Bill Sisk, project manager for Chemtex’s Clinton project, shed further light on just when that plant would come to be.
“Right now we’re right in the middle of defining all the permitting information,” said Sisk. “That work has started already and we have to be finished with those (permits) by June or July. We see in fall 2013 starting the first site clearing work then moving into the full detail of the project — foundation, steel and everything else — which should lead to finishing the construction by late fall of 2014, with a projected start-up in the first quarter of 2015.”
Approximately 65 people will be hired as part of the process, with an additional 280 indirect jobs expected in areas such as feedstock supply, maintenance and transportation.
Economic developer John Swope said, if Chemtex were to be incorporated, calculations show a boon to city coffers in the tax revenue produced. Over the first five years, the facility would pay approximately $1.3 million in property taxes to the city, and $1.2 million over the second five years.
“That would be an additional benefit if it were to be annexed,” Swope noted.
Carollo told city officials that the plant would not be competing with grain and corn land, which is “too nice.” Land that is more challenged in producing high-value crops was sought as the energy grasses do well on sandy, non-irrigated land such as hog lagoon spray fields, he noted.
Leading up to August’s announcement, Chemtex International received a $4 million Biomass Crop Assistance Program (BCAP) award to support startup costs associated with establishing and growing over 4,000 acres of miscanthus and switchgrass across Sampson and 10 other counties. Carollo said nearly half that acreage was able to be realized during the short window for the funding.
“This project is going to be producing, at least for the first years, only ethanol for being added to the gasoline,” said Carollo. “Our vision was, ‘we need to be profitable even without the subsidies. We can’t rely on something that is here today, and maybe is not going to be here a few years from now.”
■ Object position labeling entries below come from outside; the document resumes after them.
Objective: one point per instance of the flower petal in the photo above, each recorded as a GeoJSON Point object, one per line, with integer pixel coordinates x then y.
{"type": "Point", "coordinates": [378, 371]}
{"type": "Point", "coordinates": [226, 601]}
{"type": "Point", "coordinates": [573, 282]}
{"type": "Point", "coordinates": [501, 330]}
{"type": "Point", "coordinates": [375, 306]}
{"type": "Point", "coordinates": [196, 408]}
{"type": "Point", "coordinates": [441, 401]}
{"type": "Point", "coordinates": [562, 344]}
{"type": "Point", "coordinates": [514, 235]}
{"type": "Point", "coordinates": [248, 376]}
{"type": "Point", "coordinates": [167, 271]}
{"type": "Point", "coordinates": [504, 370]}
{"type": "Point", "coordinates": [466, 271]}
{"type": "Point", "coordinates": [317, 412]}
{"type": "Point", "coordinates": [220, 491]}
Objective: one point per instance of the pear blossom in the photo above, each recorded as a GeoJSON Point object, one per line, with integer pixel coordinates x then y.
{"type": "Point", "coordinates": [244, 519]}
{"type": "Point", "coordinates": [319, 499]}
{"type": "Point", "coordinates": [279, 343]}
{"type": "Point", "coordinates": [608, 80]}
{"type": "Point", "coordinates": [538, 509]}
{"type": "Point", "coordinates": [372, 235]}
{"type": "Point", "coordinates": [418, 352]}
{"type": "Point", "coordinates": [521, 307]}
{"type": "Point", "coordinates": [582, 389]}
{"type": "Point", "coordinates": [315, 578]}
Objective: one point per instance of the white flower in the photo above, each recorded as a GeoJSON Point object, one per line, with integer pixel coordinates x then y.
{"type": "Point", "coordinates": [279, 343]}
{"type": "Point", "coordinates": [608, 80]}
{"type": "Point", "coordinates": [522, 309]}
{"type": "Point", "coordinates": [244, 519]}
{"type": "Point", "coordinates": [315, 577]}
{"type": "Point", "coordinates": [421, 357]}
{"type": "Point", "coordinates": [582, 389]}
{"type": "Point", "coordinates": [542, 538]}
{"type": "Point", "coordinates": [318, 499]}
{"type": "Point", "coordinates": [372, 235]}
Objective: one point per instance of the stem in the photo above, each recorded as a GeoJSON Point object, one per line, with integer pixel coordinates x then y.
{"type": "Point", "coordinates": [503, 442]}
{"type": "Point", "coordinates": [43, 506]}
Similar to BCAP, as well as projects like Chemtex, the goal is to reduce America’s dependency on foreign oil, cut down pollution and spur rural economic development and job creation while having a sustainable source of energy and a viable product.
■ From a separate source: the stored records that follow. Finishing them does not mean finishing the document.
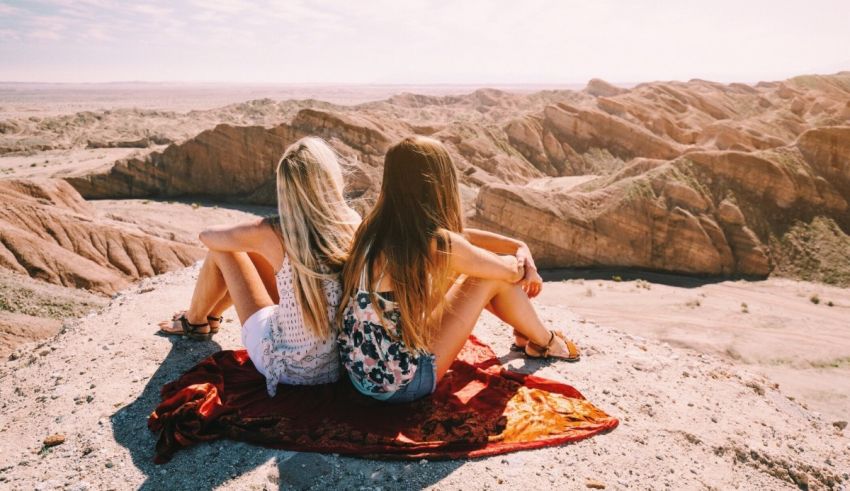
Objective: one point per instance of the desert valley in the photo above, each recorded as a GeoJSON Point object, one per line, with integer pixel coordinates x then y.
{"type": "Point", "coordinates": [695, 238]}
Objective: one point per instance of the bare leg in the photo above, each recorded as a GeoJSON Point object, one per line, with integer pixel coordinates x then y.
{"type": "Point", "coordinates": [466, 301]}
{"type": "Point", "coordinates": [243, 282]}
{"type": "Point", "coordinates": [266, 273]}
{"type": "Point", "coordinates": [211, 296]}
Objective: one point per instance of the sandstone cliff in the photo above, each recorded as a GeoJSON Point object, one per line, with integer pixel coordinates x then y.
{"type": "Point", "coordinates": [48, 232]}
{"type": "Point", "coordinates": [693, 177]}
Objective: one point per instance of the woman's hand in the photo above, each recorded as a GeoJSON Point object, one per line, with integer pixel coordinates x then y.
{"type": "Point", "coordinates": [531, 281]}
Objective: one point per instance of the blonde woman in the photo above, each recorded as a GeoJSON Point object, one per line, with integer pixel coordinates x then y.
{"type": "Point", "coordinates": [281, 274]}
{"type": "Point", "coordinates": [404, 316]}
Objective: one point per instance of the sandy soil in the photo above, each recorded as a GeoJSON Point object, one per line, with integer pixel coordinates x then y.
{"type": "Point", "coordinates": [689, 420]}
{"type": "Point", "coordinates": [62, 163]}
{"type": "Point", "coordinates": [772, 327]}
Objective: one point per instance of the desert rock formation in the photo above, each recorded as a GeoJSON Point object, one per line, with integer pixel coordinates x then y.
{"type": "Point", "coordinates": [49, 232]}
{"type": "Point", "coordinates": [688, 177]}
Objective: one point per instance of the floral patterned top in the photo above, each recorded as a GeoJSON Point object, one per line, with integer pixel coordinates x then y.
{"type": "Point", "coordinates": [377, 363]}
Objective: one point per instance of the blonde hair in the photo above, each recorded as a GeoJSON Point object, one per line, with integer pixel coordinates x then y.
{"type": "Point", "coordinates": [419, 204]}
{"type": "Point", "coordinates": [314, 223]}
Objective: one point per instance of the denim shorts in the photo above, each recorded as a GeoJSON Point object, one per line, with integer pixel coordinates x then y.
{"type": "Point", "coordinates": [422, 384]}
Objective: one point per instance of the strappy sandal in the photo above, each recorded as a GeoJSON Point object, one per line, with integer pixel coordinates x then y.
{"type": "Point", "coordinates": [190, 330]}
{"type": "Point", "coordinates": [518, 347]}
{"type": "Point", "coordinates": [211, 319]}
{"type": "Point", "coordinates": [534, 350]}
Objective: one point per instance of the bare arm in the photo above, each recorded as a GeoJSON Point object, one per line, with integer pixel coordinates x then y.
{"type": "Point", "coordinates": [472, 260]}
{"type": "Point", "coordinates": [532, 283]}
{"type": "Point", "coordinates": [492, 241]}
{"type": "Point", "coordinates": [254, 236]}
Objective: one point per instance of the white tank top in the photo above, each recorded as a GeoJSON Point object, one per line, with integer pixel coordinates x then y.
{"type": "Point", "coordinates": [292, 353]}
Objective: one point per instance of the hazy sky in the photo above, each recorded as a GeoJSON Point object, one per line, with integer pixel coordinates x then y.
{"type": "Point", "coordinates": [421, 41]}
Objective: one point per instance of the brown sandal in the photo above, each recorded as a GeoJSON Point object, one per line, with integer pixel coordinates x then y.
{"type": "Point", "coordinates": [519, 347]}
{"type": "Point", "coordinates": [538, 351]}
{"type": "Point", "coordinates": [189, 330]}
{"type": "Point", "coordinates": [211, 319]}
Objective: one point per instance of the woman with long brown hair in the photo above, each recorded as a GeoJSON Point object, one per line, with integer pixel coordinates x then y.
{"type": "Point", "coordinates": [416, 281]}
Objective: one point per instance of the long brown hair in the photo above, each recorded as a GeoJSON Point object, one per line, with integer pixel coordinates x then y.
{"type": "Point", "coordinates": [315, 225]}
{"type": "Point", "coordinates": [418, 206]}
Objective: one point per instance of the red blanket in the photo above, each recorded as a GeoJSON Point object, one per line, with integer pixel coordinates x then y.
{"type": "Point", "coordinates": [478, 409]}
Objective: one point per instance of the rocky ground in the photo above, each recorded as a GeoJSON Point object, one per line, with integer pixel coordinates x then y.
{"type": "Point", "coordinates": [688, 420]}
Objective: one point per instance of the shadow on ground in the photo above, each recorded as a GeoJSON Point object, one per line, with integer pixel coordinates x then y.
{"type": "Point", "coordinates": [211, 464]}
{"type": "Point", "coordinates": [621, 274]}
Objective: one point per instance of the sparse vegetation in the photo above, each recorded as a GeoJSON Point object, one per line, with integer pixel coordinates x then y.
{"type": "Point", "coordinates": [815, 251]}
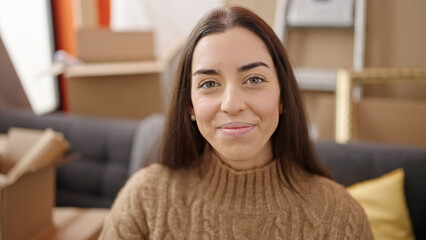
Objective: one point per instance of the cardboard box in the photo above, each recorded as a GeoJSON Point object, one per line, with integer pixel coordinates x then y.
{"type": "Point", "coordinates": [121, 90]}
{"type": "Point", "coordinates": [75, 223]}
{"type": "Point", "coordinates": [27, 184]}
{"type": "Point", "coordinates": [104, 45]}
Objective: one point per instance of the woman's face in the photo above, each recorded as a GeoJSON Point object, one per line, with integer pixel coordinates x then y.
{"type": "Point", "coordinates": [235, 96]}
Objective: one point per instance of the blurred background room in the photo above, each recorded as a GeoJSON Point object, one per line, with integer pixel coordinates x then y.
{"type": "Point", "coordinates": [101, 72]}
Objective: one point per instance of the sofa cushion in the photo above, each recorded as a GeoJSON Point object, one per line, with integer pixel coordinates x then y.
{"type": "Point", "coordinates": [105, 145]}
{"type": "Point", "coordinates": [383, 200]}
{"type": "Point", "coordinates": [356, 162]}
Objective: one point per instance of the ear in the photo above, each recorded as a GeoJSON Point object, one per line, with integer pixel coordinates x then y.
{"type": "Point", "coordinates": [191, 111]}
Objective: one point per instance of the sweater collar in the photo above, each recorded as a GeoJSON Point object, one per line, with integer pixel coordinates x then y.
{"type": "Point", "coordinates": [255, 191]}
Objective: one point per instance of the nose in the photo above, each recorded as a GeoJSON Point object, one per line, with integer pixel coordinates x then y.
{"type": "Point", "coordinates": [233, 100]}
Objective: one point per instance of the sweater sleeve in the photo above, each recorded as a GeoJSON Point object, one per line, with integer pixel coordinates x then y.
{"type": "Point", "coordinates": [126, 219]}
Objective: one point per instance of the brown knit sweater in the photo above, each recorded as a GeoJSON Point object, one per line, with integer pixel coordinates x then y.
{"type": "Point", "coordinates": [218, 202]}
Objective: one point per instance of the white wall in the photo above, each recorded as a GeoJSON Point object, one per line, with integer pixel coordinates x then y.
{"type": "Point", "coordinates": [26, 30]}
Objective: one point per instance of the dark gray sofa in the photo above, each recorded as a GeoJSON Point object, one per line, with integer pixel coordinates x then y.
{"type": "Point", "coordinates": [105, 146]}
{"type": "Point", "coordinates": [111, 147]}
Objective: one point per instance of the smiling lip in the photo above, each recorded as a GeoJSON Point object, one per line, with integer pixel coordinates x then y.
{"type": "Point", "coordinates": [236, 129]}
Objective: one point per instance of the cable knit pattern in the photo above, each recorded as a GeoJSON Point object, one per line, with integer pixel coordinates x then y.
{"type": "Point", "coordinates": [219, 202]}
He said there would eventually be avenues for Chemtex to move toward manufacturing plastics, which would make the plant viable locally for many more years.
“That is going to be a potential market that is probably three or four years from where we are right now,” said Carollo. “The reason we feel we have a good Plan B is that converting sugars to some different polymer can always be done.”
However, for now, producing cost-competitive ethanol is where it is at.
“Ethanol is a great market right now,” Carollo said. “Long-term, our sustainability is certainly based more on chemicals, although we believe that the appetite for cellulosic biofuels in the (U.S.) will remain high for at least 10 or 15 years, no matter what happens to the dependency. It is possible that new fossil fuel reserves will be found, but long-term, you will want to have a renewable mix of fuels that can make the whole package more sustainable.”